Pookie Aleera is Not My Boyfriend

Home > Young Adult > Pookie Aleera is Not My Boyfriend > Page 1
Pookie Aleera is Not My Boyfriend Page 1

by Steven Herrick




  Steven Herrick was born in Brisbane, the youngest of seven children. At school his favourite subject was soccer, and he dreamed of football glory while he worked at various jobs. For the past twenty-five years he’s been a full-time writer and regularly performs his work in schools throughout the world. Steven lives in the Blue Mountains with his partner Cathie, a belly dance teacher. They have two adult sons, Jack and Joe.

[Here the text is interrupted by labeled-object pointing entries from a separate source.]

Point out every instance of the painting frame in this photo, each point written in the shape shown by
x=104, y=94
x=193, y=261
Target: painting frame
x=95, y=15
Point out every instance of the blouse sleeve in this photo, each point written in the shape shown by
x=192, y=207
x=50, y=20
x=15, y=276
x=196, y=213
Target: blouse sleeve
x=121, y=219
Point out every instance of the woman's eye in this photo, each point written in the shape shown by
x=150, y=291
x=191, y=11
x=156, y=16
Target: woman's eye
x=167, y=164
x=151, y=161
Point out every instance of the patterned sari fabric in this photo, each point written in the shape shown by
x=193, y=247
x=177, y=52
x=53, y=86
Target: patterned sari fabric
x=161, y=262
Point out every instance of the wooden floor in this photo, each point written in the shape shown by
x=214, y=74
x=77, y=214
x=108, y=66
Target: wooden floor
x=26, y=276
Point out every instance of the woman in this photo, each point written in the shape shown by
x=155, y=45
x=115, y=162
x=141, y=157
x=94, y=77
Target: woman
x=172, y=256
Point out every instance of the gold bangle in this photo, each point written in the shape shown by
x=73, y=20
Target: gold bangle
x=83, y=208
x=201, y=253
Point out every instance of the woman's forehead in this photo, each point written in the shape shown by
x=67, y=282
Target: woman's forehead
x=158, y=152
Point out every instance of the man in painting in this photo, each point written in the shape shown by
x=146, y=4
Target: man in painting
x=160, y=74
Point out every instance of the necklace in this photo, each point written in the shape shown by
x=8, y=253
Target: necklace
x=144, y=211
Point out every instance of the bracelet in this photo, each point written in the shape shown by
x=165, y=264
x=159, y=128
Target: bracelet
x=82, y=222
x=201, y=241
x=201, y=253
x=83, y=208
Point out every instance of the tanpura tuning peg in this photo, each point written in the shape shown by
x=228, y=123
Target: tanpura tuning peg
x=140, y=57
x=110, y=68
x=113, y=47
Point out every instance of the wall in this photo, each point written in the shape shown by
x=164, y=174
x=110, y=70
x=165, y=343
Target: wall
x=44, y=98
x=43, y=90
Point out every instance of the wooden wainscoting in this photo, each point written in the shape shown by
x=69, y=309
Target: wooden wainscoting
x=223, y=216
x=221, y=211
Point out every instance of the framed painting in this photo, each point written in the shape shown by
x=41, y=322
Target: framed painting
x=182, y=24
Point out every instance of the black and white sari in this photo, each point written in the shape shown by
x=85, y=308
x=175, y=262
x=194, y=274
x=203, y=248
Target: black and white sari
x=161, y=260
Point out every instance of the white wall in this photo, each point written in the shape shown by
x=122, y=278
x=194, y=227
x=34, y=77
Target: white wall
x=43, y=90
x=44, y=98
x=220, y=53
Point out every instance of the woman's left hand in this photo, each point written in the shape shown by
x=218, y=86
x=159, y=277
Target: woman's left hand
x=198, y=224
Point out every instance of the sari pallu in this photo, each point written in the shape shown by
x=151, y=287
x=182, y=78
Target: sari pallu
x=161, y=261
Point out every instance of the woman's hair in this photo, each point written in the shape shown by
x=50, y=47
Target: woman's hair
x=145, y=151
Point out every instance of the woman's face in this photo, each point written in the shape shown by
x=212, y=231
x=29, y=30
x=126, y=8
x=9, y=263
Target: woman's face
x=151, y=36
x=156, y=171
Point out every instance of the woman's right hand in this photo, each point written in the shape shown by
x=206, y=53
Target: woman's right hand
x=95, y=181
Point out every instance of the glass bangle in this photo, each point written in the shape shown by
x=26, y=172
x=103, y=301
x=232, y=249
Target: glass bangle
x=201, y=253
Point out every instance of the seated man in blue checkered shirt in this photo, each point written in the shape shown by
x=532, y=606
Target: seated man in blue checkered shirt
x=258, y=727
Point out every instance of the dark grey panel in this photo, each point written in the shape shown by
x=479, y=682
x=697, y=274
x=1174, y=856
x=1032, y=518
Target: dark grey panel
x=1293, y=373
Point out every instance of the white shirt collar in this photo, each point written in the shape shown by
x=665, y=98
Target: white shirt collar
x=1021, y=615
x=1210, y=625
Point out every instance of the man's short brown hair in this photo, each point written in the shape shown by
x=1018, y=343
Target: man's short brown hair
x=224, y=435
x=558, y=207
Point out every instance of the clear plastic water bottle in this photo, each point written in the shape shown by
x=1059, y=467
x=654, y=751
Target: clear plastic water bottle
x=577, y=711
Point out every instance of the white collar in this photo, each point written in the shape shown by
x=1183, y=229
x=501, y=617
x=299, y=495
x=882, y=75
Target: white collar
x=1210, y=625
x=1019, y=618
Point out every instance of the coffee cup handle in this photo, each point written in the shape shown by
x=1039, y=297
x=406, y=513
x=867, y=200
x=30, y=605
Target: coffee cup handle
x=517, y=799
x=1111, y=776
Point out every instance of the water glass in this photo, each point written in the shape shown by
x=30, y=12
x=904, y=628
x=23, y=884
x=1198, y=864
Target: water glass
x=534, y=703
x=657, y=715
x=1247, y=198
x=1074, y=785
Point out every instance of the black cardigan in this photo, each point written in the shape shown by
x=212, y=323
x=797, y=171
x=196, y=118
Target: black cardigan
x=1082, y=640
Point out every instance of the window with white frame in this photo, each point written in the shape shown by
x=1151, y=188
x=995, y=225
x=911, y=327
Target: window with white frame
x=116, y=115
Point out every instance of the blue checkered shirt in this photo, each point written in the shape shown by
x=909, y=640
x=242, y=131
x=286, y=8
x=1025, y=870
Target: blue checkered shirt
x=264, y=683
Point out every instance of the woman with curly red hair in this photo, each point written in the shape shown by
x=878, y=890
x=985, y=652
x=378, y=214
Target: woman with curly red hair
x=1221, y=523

  www.stevenherrick.com.au

  Also by Steven Herrick

  Young Adult

  Slice

  Black painted fingernails

  Water bombs

  Love, ghosts and nose hair

  A place like this

  The simple gift

  By the river

  Lonesome howl

  Cold skin

  Children

  Untangling spaghetti

  The place where the planes take off

  My life, my love, my lasagne

  Poetry to the rescue

  Love poems and leg-spinners

  Tom Jones saves the world

  Do-wrong Ron

  Naked bunyip dancing

  Rhyming boy

  In the past twenty-five years, I’ve visited over three thousand schools to read my work and talk to the students and teachers. So, finally, I’d like to dedicate a book to all the people who’ve welcomed me into their school lives.

  To the students: may all your days be sunny.

  To the teachers: may all your students be smiling.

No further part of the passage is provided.